Monday, October 29, 2007

My War on Music

Over at Skywritings (that blog is now defunct-EBM), Scully has written another one of her great posts, this time about her music.

My experience with making music differs, as you might expect. When I was in elementary school, back in the Dark Ages, the school offered music lessons. I wound up with the trumpet and my brother, like Scully, was learning to play the clarinet. His playing was bad enough, the strained notes being interrupted by squeaks that could shatter windows, but his lack of ability on the clarinet was exceeded by my total ineptness on the trumpet.

My first lesson on the trumpet was how to blow a note, and then they sent me home with a somewhat battered brass rented trumpet. I sat in the rec room in the basement and practiced that one note for a half-hour a day. It had to sound as though a ferry with a dented whistle was backing out of its slip.

Why my mother didn't start drinking heavily then, between one kid playing a squeak-monster and another practicing on a foghorn, I'll never know. It was a rule that we had to practice as soon as we came home from school, which probably was to spare my father the agony of having to listen to us slaughtering those instruments. At one point, my brother came down with his clarinet (as he had started lessons a few months before me) with the idea that we could practice scales together. He first played a scale, which consisted of eight notes and three ear-torturing squeaks.

He: "Now you play a G note."


He: "What note was that??"

Me: "It's the only one I know."

He soon realized that I was about seven notes shy of a scale. While I was soon taught other notes, it soon became apparent that I was to playing the trumpet what George W. Bush is to oratory.

I stuck with it, however, and wound up in the third trumpet section in the school marching band. "Third trumpet" plays harmony; if the first trumpet section is like singing, third trumpet is like humming along. Our job was more to add bodies and volume. My father bought a nice trumpet for me, but it soon became apparent that was like giving a Colt Gold Cup to a blind shooter.

(I could have been worse, I suppose. There were actually kids who didn't make the cut into the marching band; their musical skills had to be akin to the sound of a bull being castrated with a rusty saw blade.)

I wasn't very good and, while I slowly got better, if I were to ever get a name as a trumpet player, it probably would have been something like "Felonious Monk." I was pretty good at playing badly, my dog liked to sit at my feet and howl right along. The bad thing was she was probably better at it than I was. At one point, there was a tape recording of my playing a duet with the dog, but that was lost to posterity. (Much to posterity's relief, I might add.)

After about six years of murdering music, I smartened up and quit. The horn went into a closet at my parents' house and, other than picking it up once or twice, it stayed in its case for well over thirty years.

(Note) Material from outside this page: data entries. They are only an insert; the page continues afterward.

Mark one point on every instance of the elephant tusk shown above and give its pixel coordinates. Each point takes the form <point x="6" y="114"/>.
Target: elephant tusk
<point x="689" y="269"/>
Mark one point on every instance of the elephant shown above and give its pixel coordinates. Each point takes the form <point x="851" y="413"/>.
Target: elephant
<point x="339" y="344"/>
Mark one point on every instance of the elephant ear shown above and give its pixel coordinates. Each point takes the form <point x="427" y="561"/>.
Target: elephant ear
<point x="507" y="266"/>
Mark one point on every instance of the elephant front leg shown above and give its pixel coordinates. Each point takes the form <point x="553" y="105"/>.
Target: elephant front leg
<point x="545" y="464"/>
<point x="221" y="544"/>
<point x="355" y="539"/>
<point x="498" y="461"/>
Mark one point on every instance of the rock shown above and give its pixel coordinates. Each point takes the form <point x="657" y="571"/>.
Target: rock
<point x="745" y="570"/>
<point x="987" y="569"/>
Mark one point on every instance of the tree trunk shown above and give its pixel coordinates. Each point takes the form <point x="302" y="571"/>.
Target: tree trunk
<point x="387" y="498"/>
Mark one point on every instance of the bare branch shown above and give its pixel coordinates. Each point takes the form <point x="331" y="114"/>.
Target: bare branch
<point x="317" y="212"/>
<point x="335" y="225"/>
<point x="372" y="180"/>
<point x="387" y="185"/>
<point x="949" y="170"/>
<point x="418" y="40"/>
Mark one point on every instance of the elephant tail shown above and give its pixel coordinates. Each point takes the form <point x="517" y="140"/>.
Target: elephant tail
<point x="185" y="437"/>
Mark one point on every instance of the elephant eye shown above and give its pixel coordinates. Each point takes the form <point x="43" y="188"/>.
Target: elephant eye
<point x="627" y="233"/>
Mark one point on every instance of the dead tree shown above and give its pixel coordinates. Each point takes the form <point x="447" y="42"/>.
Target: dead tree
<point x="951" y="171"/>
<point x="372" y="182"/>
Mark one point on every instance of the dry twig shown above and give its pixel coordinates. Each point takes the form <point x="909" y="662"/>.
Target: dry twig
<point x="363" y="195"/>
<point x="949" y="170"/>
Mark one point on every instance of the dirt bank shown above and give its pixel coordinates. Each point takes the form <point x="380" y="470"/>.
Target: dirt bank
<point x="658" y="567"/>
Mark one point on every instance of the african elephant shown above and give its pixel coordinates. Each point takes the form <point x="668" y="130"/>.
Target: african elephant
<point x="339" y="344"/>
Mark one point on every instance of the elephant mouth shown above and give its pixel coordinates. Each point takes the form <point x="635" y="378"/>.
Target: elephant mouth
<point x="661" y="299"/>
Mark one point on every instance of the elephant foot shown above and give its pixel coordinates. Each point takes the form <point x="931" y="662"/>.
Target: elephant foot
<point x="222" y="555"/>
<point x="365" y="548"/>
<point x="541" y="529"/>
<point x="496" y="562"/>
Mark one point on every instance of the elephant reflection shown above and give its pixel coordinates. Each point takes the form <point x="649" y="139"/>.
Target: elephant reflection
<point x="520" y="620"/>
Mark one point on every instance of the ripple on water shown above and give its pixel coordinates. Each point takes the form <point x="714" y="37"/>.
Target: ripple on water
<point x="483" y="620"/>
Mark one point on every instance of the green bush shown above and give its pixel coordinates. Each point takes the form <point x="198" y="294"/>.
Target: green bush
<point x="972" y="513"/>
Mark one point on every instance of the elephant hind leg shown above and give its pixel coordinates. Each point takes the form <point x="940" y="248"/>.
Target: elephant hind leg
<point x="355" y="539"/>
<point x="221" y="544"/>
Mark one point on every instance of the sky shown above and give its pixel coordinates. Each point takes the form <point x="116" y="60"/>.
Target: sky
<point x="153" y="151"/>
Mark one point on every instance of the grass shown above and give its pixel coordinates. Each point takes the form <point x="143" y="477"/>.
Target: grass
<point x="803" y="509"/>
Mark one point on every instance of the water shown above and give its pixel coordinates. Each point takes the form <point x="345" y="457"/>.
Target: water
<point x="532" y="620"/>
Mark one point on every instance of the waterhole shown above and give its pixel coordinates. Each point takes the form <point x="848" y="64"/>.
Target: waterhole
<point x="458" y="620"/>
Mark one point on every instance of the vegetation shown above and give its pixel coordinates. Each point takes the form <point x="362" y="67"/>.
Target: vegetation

Until, that is, my nephew wanted to learn to play the trumpet. My brother oiled it up so that all of the parts would move; the valves and the tuning slides. My nephew's teacher inspected the trumpet and said it was a really nice horn, and I gather he is doing OK at it.

He sure could do worse. Oh, how I know that!


LBJ said...

That was a priceless story. . the parallel about the bull castration. . . I almost snorted Bass Ale out my nose. .

You need to write more of that. . that was beautiful, and funny, and SO much what many of our childhoods were.

I was the geeky awkward shy one, that didn't come into my own until I got a yoke in my hands. It's nice to remember and laugh.


Comrade Misfit said...

"Geeky and awkward" was where I lived.

I wouldn't have thought to write the story until I read yours, Scully, so no, thank you.